Our new LittleGreen HQ has laminate floors, quite old wooden double glazing, wooden blinds rather than curtains and is (by comparison) freezing! How freezing? Well, we understood very quickly why the previous tenants always had the heating set to about 24 degrees.. not at all where we expected to be!
At the old LittleGreen HQ, we composted all our food waste, dug our grass mowings into the home-grow veg patches we’d built, and we also had a bug hotel built in the garden. At the new LittleGreen HQ, the garden is very tightly managed, and there is literally nowhere for a composter. Or veg patches. The only way to grow anything ourselves is in pots – and that usually means having to buy commercially produced compost in plastic bags. Again, not quite where we expected to be.
On the other hand, the old LittleGreen HQ didn’t have solar panels. The new one does – which means during the day, we’re producing clean, green, renewable electricity for free. We’ve yet to see what difference that makes to our energy bills, so watch this space.
In summary, the new LittleGreen HQ:
- is producing really sustainable, clean, green electricity
- blew a massive hole in our plastic reduction programme
- forced us to make lots of short car/van journeys to get the move done
- has potentially increased our gas heating usage
- has made us think again about what to do with food waste, because we no longer have any option to compost it
We had thought we were doing pretty well as a family in reducing our use of plastics, and just being that little bit greener. But moving house has made us realise that just because we’d chosen to make quite a few “greener” changes in our old home, not every UK home is set up or able to do the same things.

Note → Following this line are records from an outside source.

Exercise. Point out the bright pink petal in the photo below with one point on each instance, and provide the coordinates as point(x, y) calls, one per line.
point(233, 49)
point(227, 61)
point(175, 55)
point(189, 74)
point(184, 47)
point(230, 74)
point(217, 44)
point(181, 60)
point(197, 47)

It’s also got us thinking – and talking – about how many green decisions are left to individuals. There’s literally no leadership from the Government, or even from our Local Council: It’s all been down to us and the choices we are making as a family. Being in a new place shows us that some homes are designed in ways that make greener choices far, far easier than others.
Finally, it’s made us think how wasteful the removals industry is, when it must produce tons of plastic waste on a national scale every day. Where are the alternatives to plastic? And where’s the incentive for the industry to to use them?
In some ways, our house move has taken us right back to the LittleGreenSteps drawing board. We’ll let you know how we get on, and thanks for reading our story!